Even I'm losing track of where The Wolverine is going nowadays. For the longest time it was supposed to be a direct sequel to X-Men: Origins and a prequel to the main series, but then it was said to be a sequel to X3 even though X3 is apparently getting its own sequel as well. And now, according to some new comments from director James Mangold, it seems that The Wolverine will take place pretty far in the future.
Behind-the-scenes script shake-ups aren't always a good thing, but Mangold's reasoning behind it is pretty solid. He plans on focusing on the character's immortality, and his relationship with those who don't share his abilities.
Therefore he's living in a kind of isolation," he said. "He gets drawn to Japan by an old friendship and then finds himself in a labyrinth of deceit, caught up in the agendas of mobsters, of wealth, and other powers. His love is gone, his mentors are gone, many of his friends are gone, his own sense of purpose – What am I doing? Why do I bother? – and his exhaustion is high. He has lived a long time, and he's tired. He's tired of the pain.
It's set after 'X-Men 3,' but I wouldn't call it a sequel to 'X-Men 3.' I felt it was really important to find Logan at a moment where he was stripped clean of his duties to the X-Men, his other allegiances, and even stripped clean of his own sense of purpose. A lot of the key ['X-Men'] characters have died [and Wolverine] is no longer a member of some superhero team.

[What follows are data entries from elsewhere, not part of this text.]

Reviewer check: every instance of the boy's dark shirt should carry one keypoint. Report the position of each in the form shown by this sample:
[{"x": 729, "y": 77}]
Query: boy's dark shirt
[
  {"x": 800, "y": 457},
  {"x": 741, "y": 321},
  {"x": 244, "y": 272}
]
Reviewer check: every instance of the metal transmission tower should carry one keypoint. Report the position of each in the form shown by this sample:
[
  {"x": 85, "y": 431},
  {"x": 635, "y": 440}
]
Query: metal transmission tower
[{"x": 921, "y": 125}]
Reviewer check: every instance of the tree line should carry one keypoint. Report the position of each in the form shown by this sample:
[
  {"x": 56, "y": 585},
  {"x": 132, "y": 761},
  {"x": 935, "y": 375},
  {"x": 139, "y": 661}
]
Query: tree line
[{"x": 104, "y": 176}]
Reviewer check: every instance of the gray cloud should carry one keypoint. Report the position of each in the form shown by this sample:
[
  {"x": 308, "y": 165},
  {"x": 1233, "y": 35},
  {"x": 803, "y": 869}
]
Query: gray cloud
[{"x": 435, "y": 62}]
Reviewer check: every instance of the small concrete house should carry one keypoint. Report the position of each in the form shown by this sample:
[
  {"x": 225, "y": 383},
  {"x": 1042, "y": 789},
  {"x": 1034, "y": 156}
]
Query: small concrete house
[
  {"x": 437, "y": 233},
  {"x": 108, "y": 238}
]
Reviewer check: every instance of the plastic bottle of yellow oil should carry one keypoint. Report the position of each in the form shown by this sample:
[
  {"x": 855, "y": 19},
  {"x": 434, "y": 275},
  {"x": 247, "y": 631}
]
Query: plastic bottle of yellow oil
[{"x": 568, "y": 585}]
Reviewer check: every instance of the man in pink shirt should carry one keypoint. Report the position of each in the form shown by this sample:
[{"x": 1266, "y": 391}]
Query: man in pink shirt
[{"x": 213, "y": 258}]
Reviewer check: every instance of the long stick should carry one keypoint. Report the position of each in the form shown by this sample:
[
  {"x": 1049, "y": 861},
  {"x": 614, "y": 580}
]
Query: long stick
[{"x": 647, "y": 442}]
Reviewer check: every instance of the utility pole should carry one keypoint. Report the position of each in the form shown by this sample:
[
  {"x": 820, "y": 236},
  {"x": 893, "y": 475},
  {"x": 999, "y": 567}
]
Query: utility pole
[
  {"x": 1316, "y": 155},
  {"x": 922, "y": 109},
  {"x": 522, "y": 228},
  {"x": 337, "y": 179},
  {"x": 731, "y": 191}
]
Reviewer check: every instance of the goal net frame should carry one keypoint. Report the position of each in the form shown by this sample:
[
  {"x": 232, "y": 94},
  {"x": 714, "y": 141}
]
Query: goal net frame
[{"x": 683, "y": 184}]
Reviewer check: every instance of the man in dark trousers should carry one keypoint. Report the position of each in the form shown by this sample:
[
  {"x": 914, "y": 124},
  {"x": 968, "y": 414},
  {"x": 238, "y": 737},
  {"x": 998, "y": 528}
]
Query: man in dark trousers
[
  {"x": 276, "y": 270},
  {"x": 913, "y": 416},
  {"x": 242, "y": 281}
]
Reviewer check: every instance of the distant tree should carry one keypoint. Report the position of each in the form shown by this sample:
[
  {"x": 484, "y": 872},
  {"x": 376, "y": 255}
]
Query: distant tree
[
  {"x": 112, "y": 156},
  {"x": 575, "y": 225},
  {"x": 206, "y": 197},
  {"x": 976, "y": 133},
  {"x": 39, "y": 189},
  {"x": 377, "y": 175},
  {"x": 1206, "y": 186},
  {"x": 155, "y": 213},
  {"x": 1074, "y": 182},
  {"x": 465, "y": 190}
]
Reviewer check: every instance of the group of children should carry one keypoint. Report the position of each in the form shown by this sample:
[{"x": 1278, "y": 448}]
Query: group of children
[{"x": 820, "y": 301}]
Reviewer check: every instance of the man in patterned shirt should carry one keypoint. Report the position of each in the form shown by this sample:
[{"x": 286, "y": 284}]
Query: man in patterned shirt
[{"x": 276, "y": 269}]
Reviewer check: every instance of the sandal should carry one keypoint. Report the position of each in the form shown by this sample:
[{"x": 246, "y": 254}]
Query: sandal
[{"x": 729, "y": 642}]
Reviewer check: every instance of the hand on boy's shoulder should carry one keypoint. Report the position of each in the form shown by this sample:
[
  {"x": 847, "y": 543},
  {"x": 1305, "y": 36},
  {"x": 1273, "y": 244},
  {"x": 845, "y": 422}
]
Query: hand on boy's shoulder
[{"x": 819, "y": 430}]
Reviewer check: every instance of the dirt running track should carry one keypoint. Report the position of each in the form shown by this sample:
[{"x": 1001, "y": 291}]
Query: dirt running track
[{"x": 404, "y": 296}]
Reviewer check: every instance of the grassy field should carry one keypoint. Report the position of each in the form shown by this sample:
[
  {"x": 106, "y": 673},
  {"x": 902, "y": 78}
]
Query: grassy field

Mangold seems to be building this story from the characters-up, and that makes me happy. X-Men: Origins failed for a lot of reasons, but one of the biggest ones were that the characters felt flat. Sure, they weren't blank, but the arcs they went through weren't strong enough to sell the whole film. It certainly didn't help that Wolverine lost his memory at the end, thus negating everything that happened to him as a character.
With this story, however, Wolverine is put in a place where he has to build himself back up. That gives him somewhere to go, and a way for him to grow as a character.